To date, Crescent Point has participated in two gross (one net) non-operated horizontal wells with a lateral length of one-and-a-half-miles, the first of which has flowed at an impressive initial 30-day and 90-day rate of approximately 570 boe/d and 515 boe/d respectively, comprised of approximately 92 percent oil and liquids. The second well has been flowing for less than 30 days with initial rates similar to the first well. The Company is currently planning to drill a total of four operated net wells in the first half of 2018. This drilling program is reflected in the Company’s 2018 capital expenditures budget, which is expected to generate a total payout ratio of 99 percent as previously disclosed on January 9, 2018.
“The addition of the East Shale Duvernay play complements our asset base with additional high-impact light oil wells and operational flexibility,” said Saxberg.
As part of its risk management program to protect its cash flow and the strength of its balance sheet, the Company remained active on its hedging program during first quarter 2018. As at April 2, 2018, the Company had 53 percent of its oil and liquids production, net of royalty interest, hedged for the remainder of 2018 at a weighted average market value price of approximately CDN$74.00/bbl. For the first three quarters of 2019, 35 percent of its oil and liquids production is hedged at a weighted average market value price of approximately CDN$75.00/bbl. Crescent Point’s commodity hedges extend through 2019, including a significant amount of natural gas production hedged at a weighted average price of CDN$2.74/GJ.
In 2018, the Company remains committed to maintaining a strong financial position by balancing its cash outflows with inflows, including dispositions.
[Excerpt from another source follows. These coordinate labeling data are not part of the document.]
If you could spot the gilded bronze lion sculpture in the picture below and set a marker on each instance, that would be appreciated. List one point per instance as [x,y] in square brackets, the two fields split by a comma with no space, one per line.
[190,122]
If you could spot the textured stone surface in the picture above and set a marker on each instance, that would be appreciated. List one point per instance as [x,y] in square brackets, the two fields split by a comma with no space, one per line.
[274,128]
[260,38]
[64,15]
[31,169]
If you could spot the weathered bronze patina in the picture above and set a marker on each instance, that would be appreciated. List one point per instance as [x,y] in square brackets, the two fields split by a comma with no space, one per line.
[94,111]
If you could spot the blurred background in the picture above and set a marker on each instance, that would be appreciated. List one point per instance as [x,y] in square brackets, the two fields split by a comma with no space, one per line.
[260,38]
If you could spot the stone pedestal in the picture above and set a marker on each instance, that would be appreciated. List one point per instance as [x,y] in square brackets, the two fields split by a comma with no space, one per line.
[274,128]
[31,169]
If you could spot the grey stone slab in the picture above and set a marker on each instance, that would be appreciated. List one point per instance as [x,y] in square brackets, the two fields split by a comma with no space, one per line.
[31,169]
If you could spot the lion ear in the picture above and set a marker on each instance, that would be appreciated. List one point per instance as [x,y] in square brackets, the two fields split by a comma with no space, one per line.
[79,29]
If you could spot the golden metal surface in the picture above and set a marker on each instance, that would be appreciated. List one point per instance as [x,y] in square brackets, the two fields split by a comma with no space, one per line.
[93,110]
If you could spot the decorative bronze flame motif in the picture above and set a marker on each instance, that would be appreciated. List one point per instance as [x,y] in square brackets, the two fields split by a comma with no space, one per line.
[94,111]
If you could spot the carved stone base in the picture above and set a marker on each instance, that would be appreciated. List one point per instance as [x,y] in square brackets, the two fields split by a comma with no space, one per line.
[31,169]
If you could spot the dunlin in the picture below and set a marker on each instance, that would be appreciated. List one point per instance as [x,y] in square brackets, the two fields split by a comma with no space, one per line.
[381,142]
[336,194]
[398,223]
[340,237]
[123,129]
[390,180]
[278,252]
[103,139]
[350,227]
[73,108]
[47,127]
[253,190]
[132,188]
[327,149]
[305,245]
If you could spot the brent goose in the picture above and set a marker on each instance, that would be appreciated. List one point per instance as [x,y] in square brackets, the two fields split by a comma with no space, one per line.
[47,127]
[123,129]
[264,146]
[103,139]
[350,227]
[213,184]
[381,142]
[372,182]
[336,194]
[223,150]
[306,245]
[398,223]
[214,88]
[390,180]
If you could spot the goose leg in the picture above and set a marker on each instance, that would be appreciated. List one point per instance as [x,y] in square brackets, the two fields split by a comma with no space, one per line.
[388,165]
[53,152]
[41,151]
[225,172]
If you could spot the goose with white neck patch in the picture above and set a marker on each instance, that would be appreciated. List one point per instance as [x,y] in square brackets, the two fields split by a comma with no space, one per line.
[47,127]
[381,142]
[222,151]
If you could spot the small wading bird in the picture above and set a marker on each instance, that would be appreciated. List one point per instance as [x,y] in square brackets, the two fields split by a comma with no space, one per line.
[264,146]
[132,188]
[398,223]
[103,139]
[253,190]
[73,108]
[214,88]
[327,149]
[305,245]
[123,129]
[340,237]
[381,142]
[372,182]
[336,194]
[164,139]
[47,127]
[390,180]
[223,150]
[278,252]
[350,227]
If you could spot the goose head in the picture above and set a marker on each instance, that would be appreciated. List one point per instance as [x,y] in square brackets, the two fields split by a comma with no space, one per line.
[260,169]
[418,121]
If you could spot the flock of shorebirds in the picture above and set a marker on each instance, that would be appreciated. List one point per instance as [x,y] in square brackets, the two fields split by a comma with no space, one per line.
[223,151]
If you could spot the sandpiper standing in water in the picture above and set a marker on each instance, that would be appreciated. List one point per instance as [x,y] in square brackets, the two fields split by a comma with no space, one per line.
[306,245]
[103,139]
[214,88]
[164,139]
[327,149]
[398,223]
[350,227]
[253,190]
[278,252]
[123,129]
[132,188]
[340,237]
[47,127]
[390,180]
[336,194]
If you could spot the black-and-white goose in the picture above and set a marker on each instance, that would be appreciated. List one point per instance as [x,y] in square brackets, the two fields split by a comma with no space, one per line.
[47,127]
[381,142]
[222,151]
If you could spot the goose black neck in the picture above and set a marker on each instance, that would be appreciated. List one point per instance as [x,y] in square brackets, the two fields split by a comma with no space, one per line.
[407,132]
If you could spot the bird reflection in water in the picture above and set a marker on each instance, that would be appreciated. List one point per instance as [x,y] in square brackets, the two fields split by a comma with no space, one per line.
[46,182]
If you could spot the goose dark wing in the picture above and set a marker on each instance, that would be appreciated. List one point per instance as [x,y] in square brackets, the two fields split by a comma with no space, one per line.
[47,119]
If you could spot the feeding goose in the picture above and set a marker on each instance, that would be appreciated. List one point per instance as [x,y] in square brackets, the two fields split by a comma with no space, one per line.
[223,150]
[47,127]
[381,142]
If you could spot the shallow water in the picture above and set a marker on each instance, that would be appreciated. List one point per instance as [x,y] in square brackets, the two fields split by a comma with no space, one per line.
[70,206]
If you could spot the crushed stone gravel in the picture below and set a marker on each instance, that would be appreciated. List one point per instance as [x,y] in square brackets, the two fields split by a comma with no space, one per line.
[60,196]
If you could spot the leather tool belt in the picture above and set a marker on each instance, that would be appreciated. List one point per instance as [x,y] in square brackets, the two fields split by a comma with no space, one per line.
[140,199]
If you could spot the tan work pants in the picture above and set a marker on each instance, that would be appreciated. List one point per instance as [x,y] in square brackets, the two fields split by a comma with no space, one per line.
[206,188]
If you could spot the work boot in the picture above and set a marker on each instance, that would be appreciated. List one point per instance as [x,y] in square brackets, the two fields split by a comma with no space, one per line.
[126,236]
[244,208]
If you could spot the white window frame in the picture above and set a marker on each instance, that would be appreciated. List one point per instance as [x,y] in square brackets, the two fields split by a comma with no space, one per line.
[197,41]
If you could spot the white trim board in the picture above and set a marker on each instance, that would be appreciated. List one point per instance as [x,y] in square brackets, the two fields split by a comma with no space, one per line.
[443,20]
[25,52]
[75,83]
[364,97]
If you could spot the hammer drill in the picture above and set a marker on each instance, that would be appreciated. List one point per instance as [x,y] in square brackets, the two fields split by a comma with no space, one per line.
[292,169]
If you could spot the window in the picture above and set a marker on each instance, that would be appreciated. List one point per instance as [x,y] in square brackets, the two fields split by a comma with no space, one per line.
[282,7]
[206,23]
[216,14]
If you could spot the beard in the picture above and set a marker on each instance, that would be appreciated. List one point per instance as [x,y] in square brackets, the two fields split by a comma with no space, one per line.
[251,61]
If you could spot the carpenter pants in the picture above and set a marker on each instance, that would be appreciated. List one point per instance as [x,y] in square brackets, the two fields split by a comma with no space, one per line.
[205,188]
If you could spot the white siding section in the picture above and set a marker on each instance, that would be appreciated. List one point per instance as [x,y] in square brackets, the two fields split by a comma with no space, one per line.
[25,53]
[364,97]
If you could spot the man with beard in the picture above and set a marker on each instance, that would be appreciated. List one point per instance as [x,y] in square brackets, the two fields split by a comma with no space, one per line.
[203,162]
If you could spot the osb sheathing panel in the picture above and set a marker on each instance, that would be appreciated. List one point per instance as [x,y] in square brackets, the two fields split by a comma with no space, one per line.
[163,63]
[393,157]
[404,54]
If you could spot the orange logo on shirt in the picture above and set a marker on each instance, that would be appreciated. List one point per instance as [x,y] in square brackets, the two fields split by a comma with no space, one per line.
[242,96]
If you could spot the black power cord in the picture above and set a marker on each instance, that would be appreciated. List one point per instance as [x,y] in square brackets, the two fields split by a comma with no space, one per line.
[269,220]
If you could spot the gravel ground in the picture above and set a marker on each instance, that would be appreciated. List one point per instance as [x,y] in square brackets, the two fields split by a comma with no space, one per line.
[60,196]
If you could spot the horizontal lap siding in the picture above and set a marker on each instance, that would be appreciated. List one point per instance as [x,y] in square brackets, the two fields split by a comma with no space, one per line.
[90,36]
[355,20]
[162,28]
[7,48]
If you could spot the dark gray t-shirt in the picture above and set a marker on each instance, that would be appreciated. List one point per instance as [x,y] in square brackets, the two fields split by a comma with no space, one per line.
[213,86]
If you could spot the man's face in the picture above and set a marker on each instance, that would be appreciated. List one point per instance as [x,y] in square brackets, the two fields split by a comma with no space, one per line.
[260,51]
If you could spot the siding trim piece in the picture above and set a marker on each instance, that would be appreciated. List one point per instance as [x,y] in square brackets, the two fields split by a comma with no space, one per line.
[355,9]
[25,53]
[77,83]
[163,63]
Crescent Point is also focused on per share growth, generating returns on capital employed and advancing new technologies for ongoing efficiencies.
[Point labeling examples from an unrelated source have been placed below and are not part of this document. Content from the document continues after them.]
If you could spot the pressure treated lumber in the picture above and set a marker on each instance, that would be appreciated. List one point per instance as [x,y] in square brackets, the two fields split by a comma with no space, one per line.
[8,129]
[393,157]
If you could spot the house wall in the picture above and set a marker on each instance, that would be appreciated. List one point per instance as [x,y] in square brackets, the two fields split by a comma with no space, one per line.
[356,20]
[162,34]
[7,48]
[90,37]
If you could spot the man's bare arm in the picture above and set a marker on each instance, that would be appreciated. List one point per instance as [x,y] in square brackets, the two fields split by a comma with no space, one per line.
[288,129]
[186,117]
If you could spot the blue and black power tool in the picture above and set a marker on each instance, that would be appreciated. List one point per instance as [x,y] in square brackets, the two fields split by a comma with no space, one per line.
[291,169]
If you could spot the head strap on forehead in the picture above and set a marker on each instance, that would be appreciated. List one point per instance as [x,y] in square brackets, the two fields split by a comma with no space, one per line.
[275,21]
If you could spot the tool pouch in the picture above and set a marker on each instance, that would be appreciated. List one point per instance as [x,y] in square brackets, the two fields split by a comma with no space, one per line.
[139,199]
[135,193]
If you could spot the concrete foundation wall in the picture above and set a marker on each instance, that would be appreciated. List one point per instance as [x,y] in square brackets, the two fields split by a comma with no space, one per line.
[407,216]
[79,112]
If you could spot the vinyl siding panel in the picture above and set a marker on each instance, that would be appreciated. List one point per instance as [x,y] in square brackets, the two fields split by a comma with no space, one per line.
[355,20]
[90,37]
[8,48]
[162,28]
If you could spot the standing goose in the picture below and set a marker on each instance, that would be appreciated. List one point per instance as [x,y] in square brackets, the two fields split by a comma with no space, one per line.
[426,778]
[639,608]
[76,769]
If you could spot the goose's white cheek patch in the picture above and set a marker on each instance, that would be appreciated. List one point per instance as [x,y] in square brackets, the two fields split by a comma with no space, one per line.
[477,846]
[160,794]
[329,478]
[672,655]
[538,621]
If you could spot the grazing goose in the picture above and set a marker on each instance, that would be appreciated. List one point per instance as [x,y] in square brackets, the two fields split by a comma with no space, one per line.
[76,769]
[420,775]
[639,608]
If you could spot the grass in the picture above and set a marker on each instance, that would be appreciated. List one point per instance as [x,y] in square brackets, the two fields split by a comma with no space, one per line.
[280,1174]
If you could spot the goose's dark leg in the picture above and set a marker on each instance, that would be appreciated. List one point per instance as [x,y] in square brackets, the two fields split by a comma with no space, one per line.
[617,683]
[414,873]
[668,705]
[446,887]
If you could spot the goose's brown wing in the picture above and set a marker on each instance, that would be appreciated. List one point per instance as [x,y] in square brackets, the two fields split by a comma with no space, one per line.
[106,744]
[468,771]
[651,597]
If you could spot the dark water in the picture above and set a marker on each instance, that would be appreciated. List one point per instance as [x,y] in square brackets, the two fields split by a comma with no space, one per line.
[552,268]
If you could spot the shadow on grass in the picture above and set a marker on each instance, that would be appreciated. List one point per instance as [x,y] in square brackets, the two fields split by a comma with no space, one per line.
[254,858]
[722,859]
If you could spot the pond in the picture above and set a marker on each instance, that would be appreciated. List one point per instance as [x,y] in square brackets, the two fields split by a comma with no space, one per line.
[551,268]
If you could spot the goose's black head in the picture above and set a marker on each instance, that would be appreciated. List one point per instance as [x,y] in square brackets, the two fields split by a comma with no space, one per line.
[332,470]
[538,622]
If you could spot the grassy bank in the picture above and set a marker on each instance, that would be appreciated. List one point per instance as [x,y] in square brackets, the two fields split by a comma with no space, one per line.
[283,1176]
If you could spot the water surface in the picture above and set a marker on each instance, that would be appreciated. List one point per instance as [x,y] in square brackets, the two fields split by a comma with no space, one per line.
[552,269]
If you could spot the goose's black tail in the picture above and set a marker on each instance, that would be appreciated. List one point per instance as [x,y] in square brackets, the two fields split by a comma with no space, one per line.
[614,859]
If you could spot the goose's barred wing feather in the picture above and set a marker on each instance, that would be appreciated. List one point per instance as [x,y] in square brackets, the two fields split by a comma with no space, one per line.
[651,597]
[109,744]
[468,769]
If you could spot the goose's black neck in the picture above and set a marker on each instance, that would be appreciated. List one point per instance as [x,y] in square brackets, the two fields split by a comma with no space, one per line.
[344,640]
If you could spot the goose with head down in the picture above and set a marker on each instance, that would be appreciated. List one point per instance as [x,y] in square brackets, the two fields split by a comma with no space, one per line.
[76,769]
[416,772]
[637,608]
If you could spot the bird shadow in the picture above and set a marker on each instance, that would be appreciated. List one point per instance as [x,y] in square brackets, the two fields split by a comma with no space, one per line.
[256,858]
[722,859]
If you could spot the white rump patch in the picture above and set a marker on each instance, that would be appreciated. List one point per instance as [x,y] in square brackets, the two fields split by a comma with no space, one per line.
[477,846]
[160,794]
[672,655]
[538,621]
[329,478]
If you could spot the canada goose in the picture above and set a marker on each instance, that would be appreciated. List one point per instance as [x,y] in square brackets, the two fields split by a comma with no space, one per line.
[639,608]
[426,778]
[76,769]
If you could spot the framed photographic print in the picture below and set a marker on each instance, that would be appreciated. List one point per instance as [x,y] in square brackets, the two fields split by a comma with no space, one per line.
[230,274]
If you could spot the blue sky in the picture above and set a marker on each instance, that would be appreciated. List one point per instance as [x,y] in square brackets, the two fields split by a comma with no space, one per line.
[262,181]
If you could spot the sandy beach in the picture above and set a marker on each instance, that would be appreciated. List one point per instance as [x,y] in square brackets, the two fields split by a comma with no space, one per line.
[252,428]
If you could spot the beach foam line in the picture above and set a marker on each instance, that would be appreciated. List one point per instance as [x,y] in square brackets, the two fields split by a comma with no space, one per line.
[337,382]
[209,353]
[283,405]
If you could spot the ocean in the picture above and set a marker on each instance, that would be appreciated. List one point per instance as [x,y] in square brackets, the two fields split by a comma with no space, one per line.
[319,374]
Non-GAAP Financial Measures
In this press release, the Company uses the terms “total payout”. This term does not have any standardized meaning as prescribed by IFRS and, therefore, may not be comparable with the calculation of similar measures presented by other issuers.
Total payout is calculated on a percentage basis as capital expenditures and dividends declared divided by funds flow from operations. Total payout is used by management to monitor the Company’s capital reinvestment and dividend policy, as a percentage of the amount of funds flow from operations.